Date: 2012-11-19 06:50 am (UTC)
From: [identity profile] james-angove.livejournal.com
Mostly not to be a pedantic dick (OK. That is a lie. However, there is a small nugget of desire for increased knowledge buried within the seething, hateful mass that is my desire to be my pedantic dick), I thought that the dust bowl really wasn't a climate change phenomena. My understanding was that the dust bowl was a combination principally of drought plus ill considered farming techniques. Excluding folks who box themselves into deeply stupid arguments and don't know how to back down, it isn't my sense that climate change deniers deny that human beings can affect the land. Although that may have changed...

Granting that this is 15+ years gone, but certainly most anyone in the small farming town I grew up in who had an opinion on the subject a) didn't really believe in global warming but also b) thought the dust bowl was an epic example of human stupidity. These were mostly the middle aged farmers, guys I met when I was tagging along with my Dad (who acted as field man for his processing company).

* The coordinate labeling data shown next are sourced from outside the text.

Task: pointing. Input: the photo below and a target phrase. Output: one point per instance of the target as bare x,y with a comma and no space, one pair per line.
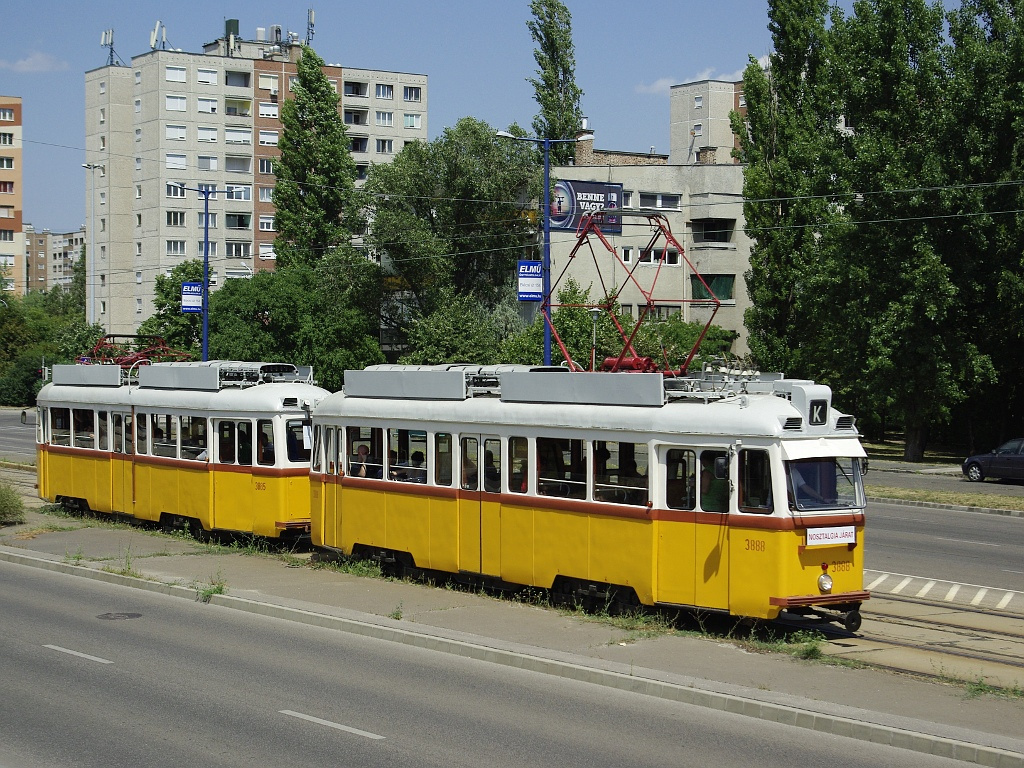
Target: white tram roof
649,403
216,385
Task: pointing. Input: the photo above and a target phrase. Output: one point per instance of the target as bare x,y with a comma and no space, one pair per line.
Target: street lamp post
91,256
545,144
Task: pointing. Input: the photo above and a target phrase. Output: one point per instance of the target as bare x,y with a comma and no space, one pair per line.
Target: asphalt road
96,675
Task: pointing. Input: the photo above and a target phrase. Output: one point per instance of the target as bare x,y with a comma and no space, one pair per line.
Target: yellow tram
217,445
742,495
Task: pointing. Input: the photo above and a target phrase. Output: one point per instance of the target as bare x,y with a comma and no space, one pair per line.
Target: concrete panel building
175,123
12,265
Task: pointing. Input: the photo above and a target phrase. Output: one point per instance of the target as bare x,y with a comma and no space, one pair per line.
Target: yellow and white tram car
739,495
216,445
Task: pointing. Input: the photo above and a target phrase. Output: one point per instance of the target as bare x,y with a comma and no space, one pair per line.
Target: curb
568,667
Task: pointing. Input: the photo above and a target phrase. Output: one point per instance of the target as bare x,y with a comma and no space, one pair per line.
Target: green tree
181,331
451,217
555,87
314,196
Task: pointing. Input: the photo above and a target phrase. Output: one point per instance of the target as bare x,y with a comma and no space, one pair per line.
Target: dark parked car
1006,462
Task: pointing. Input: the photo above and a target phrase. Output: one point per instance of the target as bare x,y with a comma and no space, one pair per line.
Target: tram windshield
824,483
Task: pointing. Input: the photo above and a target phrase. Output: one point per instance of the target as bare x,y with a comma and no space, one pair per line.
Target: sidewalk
868,705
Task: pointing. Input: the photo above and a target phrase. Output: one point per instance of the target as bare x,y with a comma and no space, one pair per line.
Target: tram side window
60,426
165,435
621,472
442,459
493,465
681,478
561,467
140,435
265,453
225,441
194,437
299,437
755,481
365,452
518,465
408,455
245,431
85,427
470,464
101,432
714,482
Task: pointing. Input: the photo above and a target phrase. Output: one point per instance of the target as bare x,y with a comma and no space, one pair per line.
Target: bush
11,506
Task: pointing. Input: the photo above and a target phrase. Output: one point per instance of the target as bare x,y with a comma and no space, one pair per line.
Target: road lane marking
329,724
77,653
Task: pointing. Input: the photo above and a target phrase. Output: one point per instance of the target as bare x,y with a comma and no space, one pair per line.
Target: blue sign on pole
192,297
530,281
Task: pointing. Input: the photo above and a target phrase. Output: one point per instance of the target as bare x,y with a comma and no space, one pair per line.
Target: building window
238,164
238,220
238,135
721,285
238,250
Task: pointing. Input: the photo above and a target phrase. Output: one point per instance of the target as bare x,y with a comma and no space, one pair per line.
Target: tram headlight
824,581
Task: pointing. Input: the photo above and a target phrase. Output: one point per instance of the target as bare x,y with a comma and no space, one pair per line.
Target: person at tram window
714,491
264,449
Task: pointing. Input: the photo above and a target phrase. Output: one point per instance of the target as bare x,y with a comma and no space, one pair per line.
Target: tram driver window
561,467
60,426
755,481
681,478
621,472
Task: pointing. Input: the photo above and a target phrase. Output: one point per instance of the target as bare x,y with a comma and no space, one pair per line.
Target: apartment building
12,267
697,187
176,132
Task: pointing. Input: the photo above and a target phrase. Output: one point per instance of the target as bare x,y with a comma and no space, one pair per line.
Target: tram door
479,504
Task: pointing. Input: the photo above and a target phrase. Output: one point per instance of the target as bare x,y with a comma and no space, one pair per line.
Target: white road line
965,541
899,587
878,581
80,655
329,724
926,589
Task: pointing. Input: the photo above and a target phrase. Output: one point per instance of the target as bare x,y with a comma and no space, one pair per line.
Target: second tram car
216,445
740,495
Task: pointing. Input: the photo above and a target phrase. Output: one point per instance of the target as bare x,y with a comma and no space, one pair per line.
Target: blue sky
477,54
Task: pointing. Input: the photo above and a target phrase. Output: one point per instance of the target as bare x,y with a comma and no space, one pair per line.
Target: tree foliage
555,87
314,196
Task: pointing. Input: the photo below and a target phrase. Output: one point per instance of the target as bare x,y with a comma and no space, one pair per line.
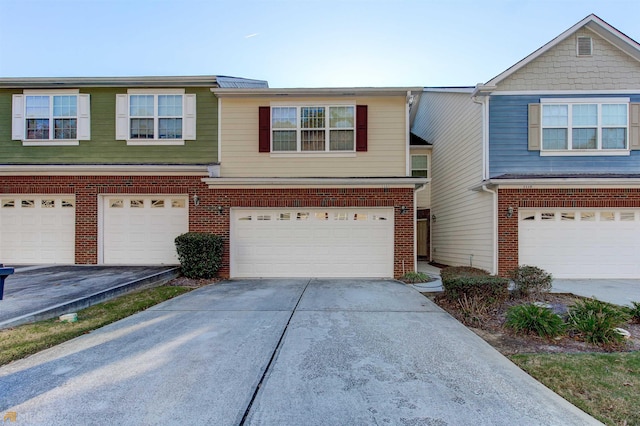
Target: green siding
103,148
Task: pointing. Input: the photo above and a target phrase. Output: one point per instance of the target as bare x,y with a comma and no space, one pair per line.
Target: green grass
607,386
24,340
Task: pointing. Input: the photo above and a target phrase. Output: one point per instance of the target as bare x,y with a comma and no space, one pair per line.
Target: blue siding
508,134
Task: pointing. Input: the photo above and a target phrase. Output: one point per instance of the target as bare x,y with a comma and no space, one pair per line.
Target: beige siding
462,233
423,198
386,154
561,69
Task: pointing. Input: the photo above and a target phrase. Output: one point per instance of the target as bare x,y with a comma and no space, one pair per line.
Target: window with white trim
313,128
162,117
419,165
585,125
51,117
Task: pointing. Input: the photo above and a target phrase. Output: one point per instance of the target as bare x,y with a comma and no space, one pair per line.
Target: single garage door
581,243
37,229
141,229
312,243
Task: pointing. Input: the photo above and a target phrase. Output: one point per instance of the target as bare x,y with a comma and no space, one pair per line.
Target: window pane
585,115
284,140
169,128
614,138
37,107
584,138
142,128
284,118
341,117
37,129
170,105
312,117
614,115
65,106
555,115
313,140
341,140
554,138
141,105
64,128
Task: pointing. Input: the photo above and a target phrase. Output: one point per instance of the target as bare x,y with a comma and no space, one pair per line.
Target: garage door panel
141,229
311,243
37,229
591,244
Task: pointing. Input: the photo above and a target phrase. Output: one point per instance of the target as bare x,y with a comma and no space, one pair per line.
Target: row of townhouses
540,165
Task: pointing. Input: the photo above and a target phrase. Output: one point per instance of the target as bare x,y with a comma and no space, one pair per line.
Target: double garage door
134,229
584,243
314,242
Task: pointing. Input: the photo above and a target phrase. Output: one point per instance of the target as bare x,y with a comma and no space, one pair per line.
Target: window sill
151,142
587,153
50,142
317,154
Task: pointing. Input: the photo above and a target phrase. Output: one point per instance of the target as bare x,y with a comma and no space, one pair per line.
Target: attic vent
584,46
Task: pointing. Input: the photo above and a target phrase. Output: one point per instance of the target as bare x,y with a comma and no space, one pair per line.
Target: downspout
494,242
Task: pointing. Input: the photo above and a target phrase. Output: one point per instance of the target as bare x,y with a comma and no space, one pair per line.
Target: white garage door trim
581,243
38,229
140,229
312,242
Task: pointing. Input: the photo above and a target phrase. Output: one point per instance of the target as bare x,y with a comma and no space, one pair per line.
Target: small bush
200,254
597,321
530,280
532,318
474,283
634,311
415,277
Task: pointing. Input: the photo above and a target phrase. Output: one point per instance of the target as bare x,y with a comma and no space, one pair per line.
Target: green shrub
474,283
529,280
415,277
200,254
597,321
532,318
634,311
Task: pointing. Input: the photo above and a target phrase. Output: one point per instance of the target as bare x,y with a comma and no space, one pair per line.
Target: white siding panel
462,233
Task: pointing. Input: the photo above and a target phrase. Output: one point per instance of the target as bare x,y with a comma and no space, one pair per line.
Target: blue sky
291,43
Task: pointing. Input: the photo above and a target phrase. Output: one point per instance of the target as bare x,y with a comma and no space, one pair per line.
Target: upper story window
51,117
150,117
585,125
313,128
419,165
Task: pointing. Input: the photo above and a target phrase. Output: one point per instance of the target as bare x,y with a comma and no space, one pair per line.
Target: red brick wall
205,216
551,198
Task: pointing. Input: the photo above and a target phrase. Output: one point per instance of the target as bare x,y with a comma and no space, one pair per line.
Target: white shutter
189,121
84,117
17,124
122,117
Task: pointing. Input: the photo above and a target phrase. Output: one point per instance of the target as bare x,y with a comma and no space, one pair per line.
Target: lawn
607,386
24,340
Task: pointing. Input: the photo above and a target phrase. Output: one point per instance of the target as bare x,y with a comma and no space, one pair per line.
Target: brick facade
205,216
550,198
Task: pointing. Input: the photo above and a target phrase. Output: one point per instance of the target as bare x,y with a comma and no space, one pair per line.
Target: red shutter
361,127
264,129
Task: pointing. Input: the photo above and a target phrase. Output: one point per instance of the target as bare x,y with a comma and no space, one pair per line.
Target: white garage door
312,243
37,229
141,229
581,243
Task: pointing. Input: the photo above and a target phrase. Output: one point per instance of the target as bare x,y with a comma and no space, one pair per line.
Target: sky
291,43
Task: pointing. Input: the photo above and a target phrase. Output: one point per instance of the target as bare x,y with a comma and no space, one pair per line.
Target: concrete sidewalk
37,293
282,352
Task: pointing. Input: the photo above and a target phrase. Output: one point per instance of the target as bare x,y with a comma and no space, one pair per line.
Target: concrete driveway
282,352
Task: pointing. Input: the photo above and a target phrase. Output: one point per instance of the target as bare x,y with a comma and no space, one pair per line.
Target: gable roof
592,23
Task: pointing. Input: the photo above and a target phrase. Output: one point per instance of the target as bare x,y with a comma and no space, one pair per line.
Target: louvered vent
584,46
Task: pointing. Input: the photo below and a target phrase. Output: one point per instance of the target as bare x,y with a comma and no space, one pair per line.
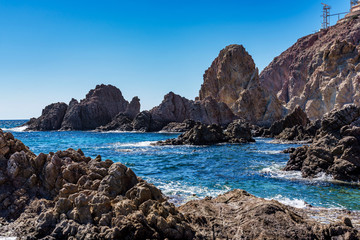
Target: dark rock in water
99,107
133,108
233,79
51,118
296,118
120,122
66,195
240,215
202,134
179,127
175,108
335,149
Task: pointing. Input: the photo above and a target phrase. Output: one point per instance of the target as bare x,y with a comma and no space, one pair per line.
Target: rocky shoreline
66,195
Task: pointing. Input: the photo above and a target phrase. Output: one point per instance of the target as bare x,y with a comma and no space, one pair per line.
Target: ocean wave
15,129
297,203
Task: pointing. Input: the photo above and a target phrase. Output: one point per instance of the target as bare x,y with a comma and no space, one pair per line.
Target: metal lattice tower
353,3
326,16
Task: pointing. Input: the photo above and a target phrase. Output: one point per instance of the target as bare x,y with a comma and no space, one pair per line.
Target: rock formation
319,72
233,79
50,119
202,134
240,215
175,108
66,195
98,108
335,150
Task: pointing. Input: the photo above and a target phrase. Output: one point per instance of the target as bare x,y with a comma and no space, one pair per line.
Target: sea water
184,173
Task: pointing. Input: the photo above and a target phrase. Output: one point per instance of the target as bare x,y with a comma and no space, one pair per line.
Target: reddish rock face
233,79
319,72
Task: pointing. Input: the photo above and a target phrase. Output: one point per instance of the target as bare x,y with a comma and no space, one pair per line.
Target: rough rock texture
294,119
239,215
99,107
179,127
233,79
335,150
175,108
50,119
319,72
65,194
202,134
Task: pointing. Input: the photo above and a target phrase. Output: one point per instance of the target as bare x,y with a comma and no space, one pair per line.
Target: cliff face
319,72
98,108
233,79
175,108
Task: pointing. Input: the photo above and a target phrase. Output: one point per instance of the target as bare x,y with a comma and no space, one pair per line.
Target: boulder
320,72
335,150
233,79
240,215
50,119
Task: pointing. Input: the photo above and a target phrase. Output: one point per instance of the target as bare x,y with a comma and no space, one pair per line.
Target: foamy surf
15,129
297,203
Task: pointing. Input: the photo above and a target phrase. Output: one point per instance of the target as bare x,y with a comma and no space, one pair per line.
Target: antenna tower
353,2
326,16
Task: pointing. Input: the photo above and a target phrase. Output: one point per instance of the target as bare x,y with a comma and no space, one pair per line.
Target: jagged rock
335,149
120,122
179,127
320,72
175,108
99,107
50,119
240,215
66,195
202,134
233,79
296,118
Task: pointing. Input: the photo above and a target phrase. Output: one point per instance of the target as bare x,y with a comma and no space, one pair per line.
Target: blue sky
51,51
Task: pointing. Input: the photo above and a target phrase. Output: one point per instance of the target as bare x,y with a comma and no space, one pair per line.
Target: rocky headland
66,195
335,149
98,108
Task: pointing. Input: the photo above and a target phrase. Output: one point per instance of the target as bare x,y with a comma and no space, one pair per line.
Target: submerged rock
335,150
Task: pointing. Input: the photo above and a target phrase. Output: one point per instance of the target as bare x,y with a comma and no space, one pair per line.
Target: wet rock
202,134
50,119
240,215
335,149
179,127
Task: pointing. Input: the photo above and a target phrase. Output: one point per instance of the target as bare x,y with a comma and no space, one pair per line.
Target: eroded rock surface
335,150
98,108
66,195
240,215
320,72
202,134
233,79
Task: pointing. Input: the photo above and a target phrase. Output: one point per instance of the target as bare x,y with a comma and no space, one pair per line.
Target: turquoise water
187,172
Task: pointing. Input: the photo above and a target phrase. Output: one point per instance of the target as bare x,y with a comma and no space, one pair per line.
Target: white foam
180,193
15,129
297,203
136,144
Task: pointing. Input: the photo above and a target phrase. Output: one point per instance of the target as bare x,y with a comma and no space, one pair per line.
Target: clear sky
53,50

On reflection though, it was another time. While they were reflexively both socially conservative as well as deeply suspicious of environmentalists[1]. But they were also mostly college educated at least to some extent and on really good terms with the OSU Ag extension office. It was their much better provided children who were already drifting into a Limbaugh influenced proto-Tea Party world view.

Huh. So really, this whole comment is much about nothing, but I'm pleased to have thought about it.

[1]For reasons both fair and specious, the then extant Oregon environmental movement had a habit of really pissing off farmers. UofO really went in for a quantity over quality strategy in hippy production, in those days.